Single people are brought to a resort hotel where they have forty-five days to find a mate. If they don’t they are turned into an animal of their choosing. Farrell wants to the titular lobster because they live a century and “have blue blood like aristocrats.”
Meanwhile in the nearby woods a group of humans who rebel against the state of this dystopian society exist with their own bizarre rules. In addition to pushing comfort zone buttons with ease, Lanthimos also uses musical cues that wouldn’t be out of place in 1960s Jean-Luc Godard movies.
High Rise is helmed by Ben Wheatley, based on the novel by J. G. Ballard, and includes a tony cast including Tom Hiddleston, Elisabeth Moss, Luke Evans, Jeremy Irons, and Sienna Miller (whom I didn’t even recognize until the final credit roll).
Tenants of a high-rise condominium with a fascist architecture find themselves at odds with each other, floor by floor. The top penthouse suite, which occupies the entire overlooking floor and boasts a world-class garden and stable of animals, has the best parties.
The lead character, a notable doctor by trade, played with subtle nuance by Hiddleston, gets invited to a party on the top floor. He shops on a floor that is a supermarket and buys a bottle of Riesling. However when he gets to the party dressed in a chic suit and tie, where a string quartet is playing Abba’s “S.O.S.”, he’s promptly told his bottle of wine is shite and ejected because he didn’t get the missive that everyone was to dress in late-18th century haberdashery.
Evans plays a BBC documentarian that wants to make a film about the societal injustice in the building. Moss plays a pregnant mom, one of many residents that show up on the floor that has a gym and swimming pool. Irons lords over everything he sees as the architect, and it’s a snug role for his condescending manner.

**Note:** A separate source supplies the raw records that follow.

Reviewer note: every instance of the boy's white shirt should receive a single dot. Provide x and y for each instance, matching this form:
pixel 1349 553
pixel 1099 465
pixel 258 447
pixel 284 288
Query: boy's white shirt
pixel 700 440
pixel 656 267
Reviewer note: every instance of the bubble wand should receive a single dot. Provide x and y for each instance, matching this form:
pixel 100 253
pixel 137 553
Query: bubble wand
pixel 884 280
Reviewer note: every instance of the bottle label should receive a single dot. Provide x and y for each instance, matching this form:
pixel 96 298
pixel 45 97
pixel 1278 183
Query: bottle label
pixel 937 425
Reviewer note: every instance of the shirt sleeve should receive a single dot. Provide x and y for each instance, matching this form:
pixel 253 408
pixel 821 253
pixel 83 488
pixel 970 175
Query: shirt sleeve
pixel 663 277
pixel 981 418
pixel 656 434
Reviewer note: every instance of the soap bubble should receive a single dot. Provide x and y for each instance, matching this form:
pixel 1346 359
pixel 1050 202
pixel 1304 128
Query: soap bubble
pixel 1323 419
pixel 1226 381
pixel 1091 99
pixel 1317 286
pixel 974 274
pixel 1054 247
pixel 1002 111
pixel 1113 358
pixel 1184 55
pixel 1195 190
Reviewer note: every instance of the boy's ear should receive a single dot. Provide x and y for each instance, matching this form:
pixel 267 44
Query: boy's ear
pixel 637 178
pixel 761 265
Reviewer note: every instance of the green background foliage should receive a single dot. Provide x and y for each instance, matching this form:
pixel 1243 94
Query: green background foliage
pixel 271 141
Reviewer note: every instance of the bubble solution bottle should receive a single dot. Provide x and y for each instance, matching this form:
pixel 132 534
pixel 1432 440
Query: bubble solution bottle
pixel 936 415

Celebs are a common image in Ballard’s books. In his novel Crash (made into a film by David Cronenberg) he has a character that wants to crash his car into the limo of Elizabeth Taylor who is shooting a film at a nearby studio. Ballard also wrote the autobiographical Empire of the Sun, made into a film by Steven Spielberg, and starring a young Christian Bale in one of his first roles.
High Rise could be genre related to Snowpiercer, which looked at the class struggle on a train car by train car basis, only here people are separated by floors. In the parking lot everyone is equal. Only it’s the luck of the draw as to which car hood will be crushed when someone jumps off a ledge in a medically mandated suicide.
Wheatley has never made a film as mainstream as High Rise. Even in the third act he gets loose and experimental and displays a death with a kaleidoscope eye. Wheatley films like A Field In England and Sightseers were highlighted by diversions into genre mixing. High Rise marches straight ahead to the beat of its own drum – a kind of lacerating expose of middle and upper class values colliding with the speed of a Large Hadron unit.
Things go from copasetic to anarchy, often in the blink of an eye. The ‘70s look to the film extends from its technology to its groovy dresses and suits. But it’s a story that unwinds as relevant to any decade, especially our own. The survivors of this single building rebellion are destined to resort to ancient myth to finally establish their new rules for living.
The Lobster and Love & Friendship open at area theaters while High Rise opens exclusively at the downtown Sundance Cinemas Houston.